New Method for Studying Localization effects in Quantum Hall Systems

Disorder is central to the study of the fractional quantum Hall effect. It is responsible for the finite width of the quantum Hall plateaus, and it is of course present in experiment. Numerical studies of the disordered fractional quantum Hall effect are nonetheless very difficult, because the lack of symmetry present in clean systems limits the size of systems that can be studied [1,2]. We introduce a new method for studying the integer and fractional quantum Hall effect in the presence of disorder that allows larger system sizes to be studied. The method relies on truncating the single particle Hilbert space, which leads to an exponential reduction in the Hilbert space of the many-particle system while preserving the essential topological nature of the state.

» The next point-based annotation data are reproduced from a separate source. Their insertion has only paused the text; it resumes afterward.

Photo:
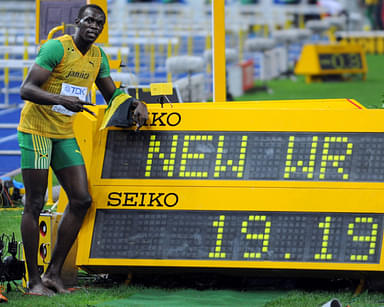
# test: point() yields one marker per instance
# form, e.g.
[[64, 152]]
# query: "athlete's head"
[[90, 22]]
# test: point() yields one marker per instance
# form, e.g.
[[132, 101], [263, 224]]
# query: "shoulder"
[[50, 54]]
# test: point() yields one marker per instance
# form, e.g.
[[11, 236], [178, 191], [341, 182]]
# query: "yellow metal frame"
[[339, 115]]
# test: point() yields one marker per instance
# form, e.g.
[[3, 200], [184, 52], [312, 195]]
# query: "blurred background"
[[171, 41]]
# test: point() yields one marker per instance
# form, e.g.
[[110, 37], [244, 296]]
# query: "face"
[[90, 25]]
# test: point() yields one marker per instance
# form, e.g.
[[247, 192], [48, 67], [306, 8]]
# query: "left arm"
[[107, 88]]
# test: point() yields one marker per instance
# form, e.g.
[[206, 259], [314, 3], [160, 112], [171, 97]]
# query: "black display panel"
[[226, 155], [336, 61], [237, 236]]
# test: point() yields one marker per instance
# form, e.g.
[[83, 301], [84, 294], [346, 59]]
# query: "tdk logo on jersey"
[[77, 74], [77, 91]]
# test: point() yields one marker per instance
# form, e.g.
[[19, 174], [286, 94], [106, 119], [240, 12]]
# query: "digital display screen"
[[237, 236], [228, 155], [337, 61], [144, 94]]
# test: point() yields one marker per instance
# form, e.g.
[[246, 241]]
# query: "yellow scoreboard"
[[320, 60], [237, 185]]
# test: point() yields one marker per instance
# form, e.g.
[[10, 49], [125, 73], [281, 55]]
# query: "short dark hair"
[[93, 6]]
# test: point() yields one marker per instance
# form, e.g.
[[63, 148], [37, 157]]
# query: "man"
[[64, 66]]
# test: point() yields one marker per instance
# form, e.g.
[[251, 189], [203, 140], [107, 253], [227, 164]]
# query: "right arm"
[[50, 54], [31, 90]]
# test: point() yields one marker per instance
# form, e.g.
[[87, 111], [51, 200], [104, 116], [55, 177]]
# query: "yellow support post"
[[119, 59], [218, 56], [49, 188], [169, 54], [152, 59], [241, 44]]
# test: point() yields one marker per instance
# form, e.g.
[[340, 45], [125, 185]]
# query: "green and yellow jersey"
[[72, 74]]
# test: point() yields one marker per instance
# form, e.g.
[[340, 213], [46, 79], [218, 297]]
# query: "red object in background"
[[247, 69]]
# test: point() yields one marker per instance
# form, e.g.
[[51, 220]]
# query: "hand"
[[74, 104], [140, 113]]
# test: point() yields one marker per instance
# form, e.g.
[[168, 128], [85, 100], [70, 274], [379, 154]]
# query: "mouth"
[[92, 34]]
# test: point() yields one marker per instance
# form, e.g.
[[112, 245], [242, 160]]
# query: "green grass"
[[368, 92]]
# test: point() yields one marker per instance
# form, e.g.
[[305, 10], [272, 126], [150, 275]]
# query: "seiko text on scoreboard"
[[238, 186]]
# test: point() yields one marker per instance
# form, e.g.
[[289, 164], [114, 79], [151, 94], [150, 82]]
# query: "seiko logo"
[[133, 199], [164, 119], [77, 74]]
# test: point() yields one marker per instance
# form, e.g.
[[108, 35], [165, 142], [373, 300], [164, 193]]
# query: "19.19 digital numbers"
[[223, 155], [237, 236]]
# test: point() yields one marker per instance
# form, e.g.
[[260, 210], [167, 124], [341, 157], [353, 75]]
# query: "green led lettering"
[[264, 237], [218, 253], [337, 61], [331, 159], [324, 254], [187, 155], [354, 60], [154, 153], [370, 239], [307, 167], [222, 166]]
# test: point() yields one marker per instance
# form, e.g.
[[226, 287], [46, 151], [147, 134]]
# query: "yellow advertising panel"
[[237, 186]]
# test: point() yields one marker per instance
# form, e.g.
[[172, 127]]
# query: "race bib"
[[70, 90]]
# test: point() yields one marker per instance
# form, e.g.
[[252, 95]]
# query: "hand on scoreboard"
[[140, 113]]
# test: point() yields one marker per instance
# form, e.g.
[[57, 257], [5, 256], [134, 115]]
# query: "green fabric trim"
[[50, 54], [104, 71]]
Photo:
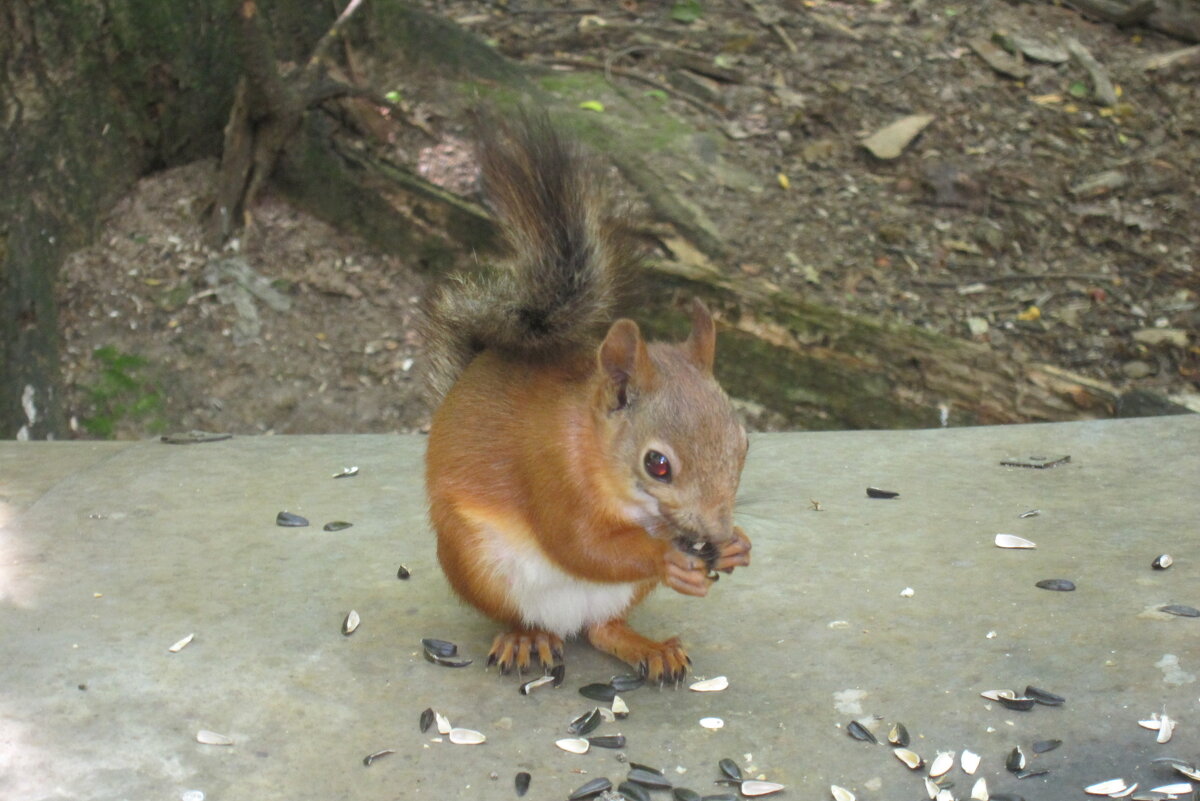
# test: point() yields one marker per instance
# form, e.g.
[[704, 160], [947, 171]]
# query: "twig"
[[1101, 82], [635, 76], [1012, 279]]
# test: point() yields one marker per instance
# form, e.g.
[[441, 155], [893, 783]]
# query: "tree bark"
[[97, 96]]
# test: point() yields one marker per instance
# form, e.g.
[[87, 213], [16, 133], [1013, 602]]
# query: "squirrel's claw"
[[522, 648]]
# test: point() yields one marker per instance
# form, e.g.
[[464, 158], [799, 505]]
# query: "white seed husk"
[[754, 787], [1165, 729], [910, 758], [1181, 788], [466, 738], [1107, 788], [942, 763], [181, 644], [714, 685], [574, 745], [213, 739], [840, 793]]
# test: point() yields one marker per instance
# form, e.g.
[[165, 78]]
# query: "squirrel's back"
[[569, 257]]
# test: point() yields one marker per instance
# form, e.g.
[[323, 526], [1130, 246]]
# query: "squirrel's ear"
[[624, 362], [701, 343]]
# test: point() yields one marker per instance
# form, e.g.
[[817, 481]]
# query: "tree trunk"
[[96, 96]]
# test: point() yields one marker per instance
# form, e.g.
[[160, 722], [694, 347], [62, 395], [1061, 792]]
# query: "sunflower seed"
[[633, 792], [1181, 610], [588, 789], [181, 644], [1056, 584], [859, 732], [1107, 787], [445, 661], [754, 788], [625, 682], [213, 739], [942, 763], [574, 745], [1044, 697], [1019, 704], [1181, 788], [651, 778], [714, 685], [840, 793], [1165, 729], [439, 646], [607, 741], [1013, 541], [371, 758], [910, 758], [466, 738], [598, 692], [585, 723]]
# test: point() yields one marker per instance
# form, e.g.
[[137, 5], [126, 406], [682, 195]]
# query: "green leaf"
[[687, 11]]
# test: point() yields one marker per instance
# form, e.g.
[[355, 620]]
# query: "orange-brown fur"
[[535, 462]]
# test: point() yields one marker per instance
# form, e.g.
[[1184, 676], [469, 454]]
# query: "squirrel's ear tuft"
[[701, 343], [625, 362]]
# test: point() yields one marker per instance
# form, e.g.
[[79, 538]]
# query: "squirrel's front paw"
[[685, 573], [735, 553], [517, 649]]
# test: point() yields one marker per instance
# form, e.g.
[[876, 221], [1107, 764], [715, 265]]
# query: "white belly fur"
[[547, 596]]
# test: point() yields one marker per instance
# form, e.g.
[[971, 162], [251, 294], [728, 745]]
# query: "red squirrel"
[[570, 471]]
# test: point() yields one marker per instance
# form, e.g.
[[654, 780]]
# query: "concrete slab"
[[112, 553]]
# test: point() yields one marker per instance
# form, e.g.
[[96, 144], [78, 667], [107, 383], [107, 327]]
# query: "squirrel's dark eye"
[[658, 465]]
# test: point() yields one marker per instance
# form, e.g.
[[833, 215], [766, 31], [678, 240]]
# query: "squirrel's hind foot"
[[520, 648], [659, 662]]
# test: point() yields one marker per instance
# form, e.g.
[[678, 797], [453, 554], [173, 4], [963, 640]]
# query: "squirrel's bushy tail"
[[569, 257]]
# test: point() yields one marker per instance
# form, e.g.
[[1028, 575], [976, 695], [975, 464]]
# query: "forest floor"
[[1027, 215]]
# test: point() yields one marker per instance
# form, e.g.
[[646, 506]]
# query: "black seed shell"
[[586, 790]]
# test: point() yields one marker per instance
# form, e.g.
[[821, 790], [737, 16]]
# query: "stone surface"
[[111, 553]]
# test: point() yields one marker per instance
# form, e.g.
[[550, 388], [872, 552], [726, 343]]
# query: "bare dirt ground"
[[1027, 215]]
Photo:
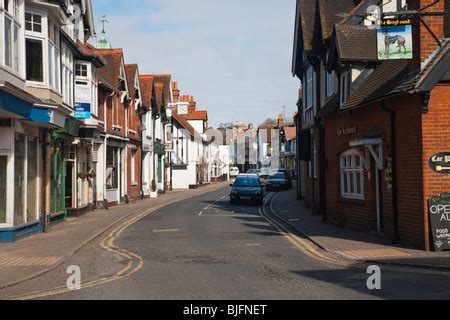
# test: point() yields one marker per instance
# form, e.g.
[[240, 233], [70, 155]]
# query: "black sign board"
[[439, 208], [441, 163]]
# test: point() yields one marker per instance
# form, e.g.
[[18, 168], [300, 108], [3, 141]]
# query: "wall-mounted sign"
[[394, 37], [439, 209], [440, 163], [82, 100], [347, 131]]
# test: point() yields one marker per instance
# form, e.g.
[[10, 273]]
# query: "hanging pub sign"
[[439, 208], [440, 163], [394, 37], [82, 100]]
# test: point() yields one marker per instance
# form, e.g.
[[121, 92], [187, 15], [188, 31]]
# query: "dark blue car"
[[247, 188]]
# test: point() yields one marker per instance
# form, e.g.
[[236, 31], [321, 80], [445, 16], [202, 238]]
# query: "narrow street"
[[204, 248]]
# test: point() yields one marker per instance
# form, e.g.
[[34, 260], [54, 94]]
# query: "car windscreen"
[[247, 182], [277, 176]]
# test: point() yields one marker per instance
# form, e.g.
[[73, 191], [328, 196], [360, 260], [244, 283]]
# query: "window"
[[344, 87], [313, 165], [11, 34], [35, 60], [54, 54], [111, 168], [33, 22], [352, 175], [67, 76], [309, 88], [133, 167], [330, 83], [81, 70]]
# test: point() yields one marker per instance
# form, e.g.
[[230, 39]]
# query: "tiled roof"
[[381, 83], [291, 133], [111, 72], [146, 90], [307, 14], [356, 43], [131, 71]]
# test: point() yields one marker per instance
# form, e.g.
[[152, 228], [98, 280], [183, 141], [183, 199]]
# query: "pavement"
[[349, 244], [39, 254]]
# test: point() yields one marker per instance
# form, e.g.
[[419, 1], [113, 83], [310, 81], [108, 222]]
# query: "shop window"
[[35, 69], [111, 168], [352, 175]]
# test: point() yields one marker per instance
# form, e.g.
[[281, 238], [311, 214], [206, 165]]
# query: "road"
[[204, 248]]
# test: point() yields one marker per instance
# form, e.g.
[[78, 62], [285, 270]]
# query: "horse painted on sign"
[[390, 40]]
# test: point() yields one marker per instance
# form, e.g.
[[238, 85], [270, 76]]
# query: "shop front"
[[20, 163]]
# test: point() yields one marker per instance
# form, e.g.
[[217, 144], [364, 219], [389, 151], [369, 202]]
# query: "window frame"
[[349, 170]]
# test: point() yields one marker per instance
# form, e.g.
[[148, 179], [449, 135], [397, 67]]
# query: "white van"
[[234, 172]]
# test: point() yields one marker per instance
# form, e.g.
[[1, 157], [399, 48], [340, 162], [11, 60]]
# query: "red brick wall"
[[436, 138]]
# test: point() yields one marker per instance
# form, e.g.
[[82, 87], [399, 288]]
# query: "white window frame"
[[68, 81], [133, 166], [344, 87], [349, 171], [330, 83]]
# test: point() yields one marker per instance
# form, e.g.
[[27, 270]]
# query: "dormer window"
[[344, 87]]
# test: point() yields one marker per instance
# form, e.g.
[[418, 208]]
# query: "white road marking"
[[166, 230]]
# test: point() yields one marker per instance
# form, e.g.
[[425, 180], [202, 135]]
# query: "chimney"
[[176, 92], [425, 44]]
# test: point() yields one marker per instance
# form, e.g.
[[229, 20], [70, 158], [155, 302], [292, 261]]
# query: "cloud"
[[234, 56]]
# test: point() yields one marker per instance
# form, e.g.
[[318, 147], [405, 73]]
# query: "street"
[[204, 248]]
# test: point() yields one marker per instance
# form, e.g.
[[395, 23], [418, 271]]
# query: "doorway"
[[3, 163]]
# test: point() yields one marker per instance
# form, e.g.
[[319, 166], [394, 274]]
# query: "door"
[[3, 162]]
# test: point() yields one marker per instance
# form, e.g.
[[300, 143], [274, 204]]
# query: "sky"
[[234, 56]]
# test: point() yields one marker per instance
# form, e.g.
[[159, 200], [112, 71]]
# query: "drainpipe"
[[393, 116]]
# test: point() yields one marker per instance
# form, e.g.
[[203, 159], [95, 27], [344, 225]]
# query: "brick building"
[[370, 127]]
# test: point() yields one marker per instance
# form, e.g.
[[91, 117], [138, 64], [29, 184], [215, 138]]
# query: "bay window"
[[11, 34], [330, 83], [344, 87], [352, 175]]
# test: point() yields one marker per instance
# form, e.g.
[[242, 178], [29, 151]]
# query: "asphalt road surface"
[[204, 248]]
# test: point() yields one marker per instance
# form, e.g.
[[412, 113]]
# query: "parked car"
[[247, 188], [234, 172], [279, 181]]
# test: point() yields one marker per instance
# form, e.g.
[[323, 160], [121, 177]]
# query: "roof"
[[111, 72], [380, 83], [131, 71], [197, 115], [291, 133], [146, 90], [332, 12], [356, 43]]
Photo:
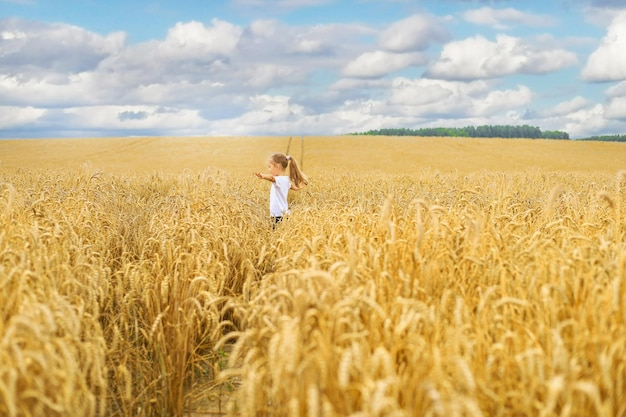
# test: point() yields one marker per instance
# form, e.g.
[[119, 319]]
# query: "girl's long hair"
[[296, 176]]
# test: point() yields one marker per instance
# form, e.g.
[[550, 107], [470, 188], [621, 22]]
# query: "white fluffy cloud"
[[414, 33], [379, 63], [477, 58], [608, 62], [268, 77]]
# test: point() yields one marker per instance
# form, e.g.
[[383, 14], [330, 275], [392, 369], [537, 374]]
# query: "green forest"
[[487, 131]]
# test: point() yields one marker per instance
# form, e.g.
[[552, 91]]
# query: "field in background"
[[415, 277], [240, 155]]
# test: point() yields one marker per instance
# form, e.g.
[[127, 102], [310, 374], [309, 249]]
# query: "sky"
[[101, 68]]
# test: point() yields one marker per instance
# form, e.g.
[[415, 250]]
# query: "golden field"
[[414, 277]]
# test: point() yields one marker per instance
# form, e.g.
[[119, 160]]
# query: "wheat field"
[[414, 277]]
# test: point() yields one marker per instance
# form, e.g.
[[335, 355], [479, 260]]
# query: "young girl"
[[281, 184]]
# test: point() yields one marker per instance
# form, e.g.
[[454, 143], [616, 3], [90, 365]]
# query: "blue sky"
[[95, 68]]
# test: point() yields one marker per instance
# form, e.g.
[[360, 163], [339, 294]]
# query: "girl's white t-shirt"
[[278, 196]]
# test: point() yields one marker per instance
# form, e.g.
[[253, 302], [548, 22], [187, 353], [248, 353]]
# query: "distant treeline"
[[608, 138], [486, 131]]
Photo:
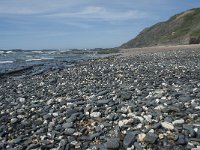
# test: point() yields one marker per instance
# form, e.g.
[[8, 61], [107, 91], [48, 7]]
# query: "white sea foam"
[[46, 58], [5, 62], [33, 59]]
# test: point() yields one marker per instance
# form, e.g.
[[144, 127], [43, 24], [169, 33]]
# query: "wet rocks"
[[112, 143], [129, 139], [167, 125], [95, 114], [148, 101], [150, 138]]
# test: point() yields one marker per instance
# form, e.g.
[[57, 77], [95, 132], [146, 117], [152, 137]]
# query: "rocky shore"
[[146, 101]]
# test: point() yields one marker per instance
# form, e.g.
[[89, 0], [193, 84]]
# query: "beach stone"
[[67, 125], [181, 140], [69, 131], [180, 121], [13, 120], [138, 146], [112, 143], [167, 125], [102, 102], [126, 95], [129, 139], [141, 137], [95, 114], [150, 138]]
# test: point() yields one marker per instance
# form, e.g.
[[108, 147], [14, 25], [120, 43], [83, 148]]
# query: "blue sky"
[[46, 24]]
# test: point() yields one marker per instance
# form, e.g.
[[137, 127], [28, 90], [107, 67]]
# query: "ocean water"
[[15, 59]]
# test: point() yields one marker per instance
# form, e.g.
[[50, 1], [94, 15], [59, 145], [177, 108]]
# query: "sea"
[[41, 60]]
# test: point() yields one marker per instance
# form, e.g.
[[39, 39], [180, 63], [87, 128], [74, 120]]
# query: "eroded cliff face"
[[183, 28]]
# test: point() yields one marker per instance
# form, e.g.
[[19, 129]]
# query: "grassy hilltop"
[[183, 28]]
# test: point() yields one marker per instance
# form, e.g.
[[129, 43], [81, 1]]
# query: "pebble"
[[146, 101], [167, 125], [13, 120], [112, 143], [95, 114], [129, 139], [141, 137], [150, 138], [180, 121]]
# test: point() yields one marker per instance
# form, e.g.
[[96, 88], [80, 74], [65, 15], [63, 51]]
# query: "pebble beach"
[[139, 100]]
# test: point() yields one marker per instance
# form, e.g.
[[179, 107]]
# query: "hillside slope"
[[183, 28]]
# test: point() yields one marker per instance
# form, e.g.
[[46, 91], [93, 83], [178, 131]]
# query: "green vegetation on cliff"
[[183, 28]]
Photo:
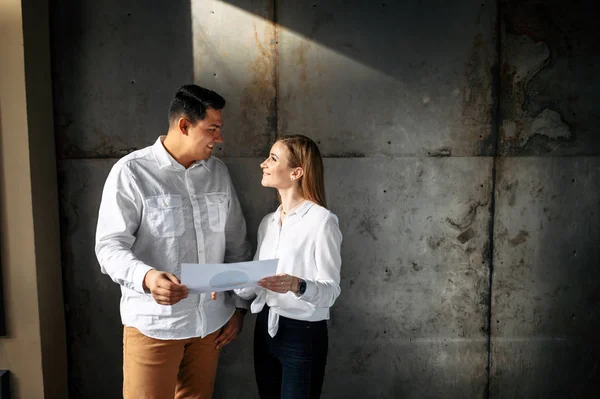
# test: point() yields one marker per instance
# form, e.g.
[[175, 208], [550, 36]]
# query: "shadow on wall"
[[423, 70], [115, 68]]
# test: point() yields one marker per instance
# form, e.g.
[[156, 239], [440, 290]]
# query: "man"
[[164, 205]]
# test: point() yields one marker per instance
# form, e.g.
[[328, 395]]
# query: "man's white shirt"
[[156, 214]]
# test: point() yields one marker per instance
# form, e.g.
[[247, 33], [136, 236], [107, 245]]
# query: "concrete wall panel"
[[234, 53], [549, 78], [92, 300], [116, 67], [545, 286], [394, 78], [412, 317]]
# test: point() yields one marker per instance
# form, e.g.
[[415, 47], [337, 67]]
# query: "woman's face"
[[276, 172]]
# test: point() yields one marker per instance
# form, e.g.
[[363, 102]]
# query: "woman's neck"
[[290, 199]]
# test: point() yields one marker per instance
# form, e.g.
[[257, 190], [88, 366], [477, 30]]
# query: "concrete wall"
[[34, 348], [461, 157]]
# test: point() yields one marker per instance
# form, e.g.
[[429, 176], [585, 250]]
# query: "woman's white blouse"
[[308, 246]]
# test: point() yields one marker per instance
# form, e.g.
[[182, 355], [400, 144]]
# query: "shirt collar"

We apply the model to the study of disorder transitions in the quantum Hall effect, both for the ground state and excited states. This work was supported by the US Department of Energy, Office of Basic Energy Sciences, through Grant DE-SC0002140. [1] D. N. Sheng, Xin Wan, E. H. Rezayi, Kun Yang, R. N. Bhatt and F. D. M. Haldane, Physical Review Letters 90, 256802 (2003) [2] Xin Wan, D. N. Sheng, E. H. Rezayi, Kun Yang, R. N. Bhatt and F. D. M. Haldane, Physical Review B 72, 075325 (2005).